Friday, April 16, 2021             (today’s lectionary)

Wait for the Lord with courage

A Pharisee named Gamaliel stood up and said, “Have nothing to do with these men, and let them go. If their activity is of human origin it will destroy itself. But if it comes from God, you may find yourselves fighting against God! And the others were persuaded, so the apostles left, rejoicing that they had been found worthy to suffer dishonor for the sake of the name.

We human beings have a long history of blaming somebody else for our own mistakes ­- Adam, then Eve, and so on down the line. When Calvin coined the term “total depravity,” he meant “an inward distortion which makes all human actions displeasing to God, whether or not they are outwardly good or bad.” My inability to call myself out instead of looking reproachfully at you makes me defensive.
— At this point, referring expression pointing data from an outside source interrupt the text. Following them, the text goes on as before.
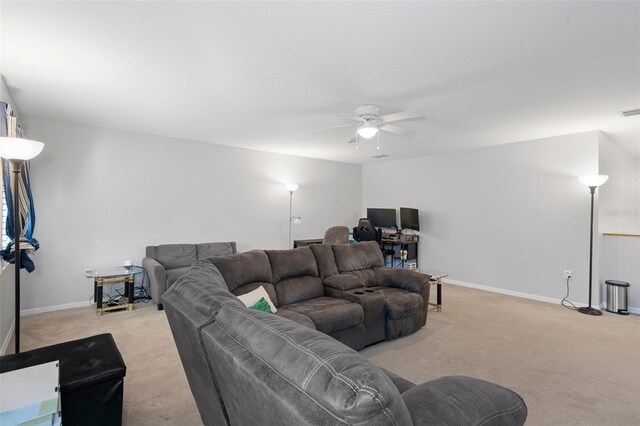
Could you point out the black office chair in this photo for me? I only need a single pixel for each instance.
(366, 231)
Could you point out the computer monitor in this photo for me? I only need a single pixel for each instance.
(382, 218)
(409, 218)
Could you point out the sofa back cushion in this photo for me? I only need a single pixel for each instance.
(244, 268)
(295, 275)
(359, 256)
(175, 255)
(207, 250)
(325, 260)
(281, 372)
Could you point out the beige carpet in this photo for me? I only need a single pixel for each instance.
(570, 368)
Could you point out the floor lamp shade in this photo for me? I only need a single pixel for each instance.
(593, 180)
(17, 151)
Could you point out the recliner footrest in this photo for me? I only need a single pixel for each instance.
(461, 400)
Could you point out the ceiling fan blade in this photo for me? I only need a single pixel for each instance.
(333, 127)
(395, 130)
(405, 115)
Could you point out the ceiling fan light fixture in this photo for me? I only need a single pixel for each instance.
(367, 131)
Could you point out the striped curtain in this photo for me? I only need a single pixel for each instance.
(9, 126)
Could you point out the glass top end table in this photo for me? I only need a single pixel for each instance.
(436, 278)
(113, 275)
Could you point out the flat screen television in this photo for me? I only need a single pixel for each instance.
(409, 218)
(382, 218)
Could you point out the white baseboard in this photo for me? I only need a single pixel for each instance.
(602, 306)
(7, 338)
(33, 311)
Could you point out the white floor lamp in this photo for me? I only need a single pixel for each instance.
(592, 182)
(292, 187)
(17, 151)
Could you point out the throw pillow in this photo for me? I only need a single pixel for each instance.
(261, 305)
(251, 298)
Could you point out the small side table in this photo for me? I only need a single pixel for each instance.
(110, 276)
(436, 278)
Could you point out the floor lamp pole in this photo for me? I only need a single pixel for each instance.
(16, 167)
(589, 310)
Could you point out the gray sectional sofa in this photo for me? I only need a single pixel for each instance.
(343, 290)
(246, 367)
(167, 262)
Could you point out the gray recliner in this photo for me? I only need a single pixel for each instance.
(246, 367)
(167, 262)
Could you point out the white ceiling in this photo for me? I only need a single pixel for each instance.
(260, 75)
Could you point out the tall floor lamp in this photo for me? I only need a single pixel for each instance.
(592, 182)
(291, 187)
(17, 151)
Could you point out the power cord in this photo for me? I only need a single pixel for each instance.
(564, 300)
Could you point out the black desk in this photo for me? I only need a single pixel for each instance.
(404, 244)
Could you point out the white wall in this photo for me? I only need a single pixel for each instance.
(7, 282)
(102, 195)
(620, 195)
(620, 214)
(511, 217)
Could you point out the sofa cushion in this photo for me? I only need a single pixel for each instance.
(460, 400)
(355, 257)
(297, 317)
(176, 255)
(297, 289)
(207, 250)
(325, 260)
(203, 289)
(174, 274)
(400, 303)
(244, 268)
(288, 371)
(401, 383)
(330, 314)
(292, 263)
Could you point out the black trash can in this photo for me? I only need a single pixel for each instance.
(617, 301)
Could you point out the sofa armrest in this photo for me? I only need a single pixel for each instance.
(157, 278)
(464, 400)
(405, 279)
(343, 282)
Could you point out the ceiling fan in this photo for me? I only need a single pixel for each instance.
(369, 121)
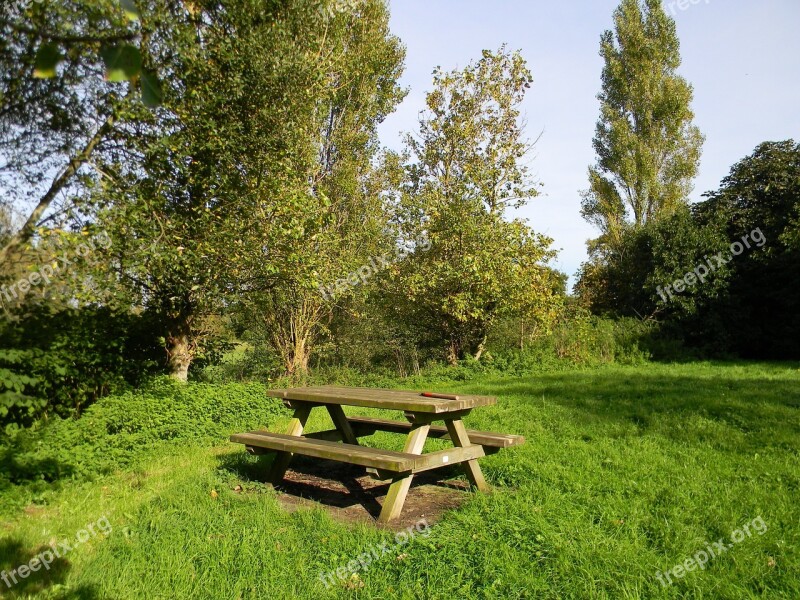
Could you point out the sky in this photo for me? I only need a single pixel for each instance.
(741, 56)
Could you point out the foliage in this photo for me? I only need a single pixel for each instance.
(648, 151)
(745, 304)
(58, 363)
(470, 265)
(626, 472)
(68, 91)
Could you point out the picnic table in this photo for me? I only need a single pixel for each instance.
(421, 410)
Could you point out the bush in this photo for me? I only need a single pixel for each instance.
(119, 429)
(59, 362)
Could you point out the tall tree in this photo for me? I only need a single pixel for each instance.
(648, 151)
(468, 169)
(64, 96)
(242, 187)
(360, 64)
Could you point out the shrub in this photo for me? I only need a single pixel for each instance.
(117, 430)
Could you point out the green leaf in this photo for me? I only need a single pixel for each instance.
(151, 89)
(47, 59)
(129, 6)
(122, 62)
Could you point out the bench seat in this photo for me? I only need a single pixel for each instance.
(382, 460)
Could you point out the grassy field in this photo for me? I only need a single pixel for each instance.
(626, 474)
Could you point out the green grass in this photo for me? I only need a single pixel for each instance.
(627, 472)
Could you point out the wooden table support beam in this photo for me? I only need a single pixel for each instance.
(282, 459)
(398, 490)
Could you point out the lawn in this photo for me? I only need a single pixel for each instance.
(630, 475)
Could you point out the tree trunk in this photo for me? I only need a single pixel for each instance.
(180, 351)
(453, 351)
(481, 348)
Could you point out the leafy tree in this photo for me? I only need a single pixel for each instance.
(244, 184)
(761, 311)
(467, 170)
(648, 151)
(64, 97)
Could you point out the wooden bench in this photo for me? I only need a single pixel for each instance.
(341, 444)
(492, 442)
(382, 460)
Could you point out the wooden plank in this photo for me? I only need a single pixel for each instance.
(458, 434)
(389, 460)
(342, 424)
(398, 490)
(379, 398)
(443, 458)
(295, 428)
(367, 425)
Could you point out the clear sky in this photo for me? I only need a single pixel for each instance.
(741, 56)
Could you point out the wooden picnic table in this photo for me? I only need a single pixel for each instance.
(421, 410)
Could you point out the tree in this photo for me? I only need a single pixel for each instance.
(761, 310)
(467, 171)
(358, 89)
(63, 97)
(241, 189)
(647, 149)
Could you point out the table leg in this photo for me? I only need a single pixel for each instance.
(342, 424)
(460, 439)
(282, 460)
(398, 490)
And I’m defending myself from God most of all.

In his sermon on the mount Jesus told his listeners to stop judging others. Start looking at the log in your own eye and stop looking at the splinters in theirs. How can you see anything clearly around that log?

The “log” is mostly judgment. You are wrong, you are bad … you, you, you. The lawyers and clerks in the Sanhedrin couldn’t extricate themselves from their judgments of Jesus and his disciples, until Gamaliel provided them another perspective.

One thing I ask of the Lord: this is what I seek, that I may dwell in the house of the Lord all the days of my life. Wait for it, wait for the Lord with courage. Take heart, and wait for the Lord.

The priests knew Psalm 27; they could chant the words, they could sing the song. Although they were too comfortable in their power, they wanted to dwell in the house of the Lord. Most of them could remember their childhood and the rabbis who taught them the ways of their religion. All of them went home at night and long after dark, awoke alone and prayed their prayers in fear and trembling. Each one knew he was going to die.

Since Jesus knew they were going to carry him off to make him king, he withdrew to the mountain alone.

My friend offended her brother without realizing it. When she found out, she felt great remorse and sadness. She couldn’t talk with her brother right away, and so her sadness grew. She thought about all the times in her life that she had been careless with someone else, saying words or coming to conclusions about them that were not considerate or loving.

We do not live on bread alone. We live on every word that comes from the mouth of God.

She told me, “I have NO BUSINESS paying attention to any sin but mine. It’s the log in MY eye that I must pay attention to.” With his famous metaphor, Jesus repudiates all blaming, but even more than that, insists on our self-examination. Of course the other person wronged me, but what did I do? What do I do now? And how can I get back to proclaiming the power of God?

All day long at the temple and at home, they did NOT stop proclaiming the Christ, Jesus.

I can be in such a hurry to get back to “fair.” If I’m on the offended side I don’t have much patience with the process, and so I interfere, speak out, turn the tables, retribute. If that’s the best I can do, and call it “justice,” I am going nowhere fast. The battle rages on.

So our parents teach us to count to ten. In fact, the Los Angeles Police Department trains its gun-carrying adult officers to count to ten. WAIT. Wait for the Lord with courage. It’s much more likely that we can treat each other fairly if we wait and listen for any “word that comes from the mouth of God.” But that takes a little time.

No matter. There isn’t any hurry. God isn’t going anywhere. I am safe in God’s hands, if I only take a moment to be reminded.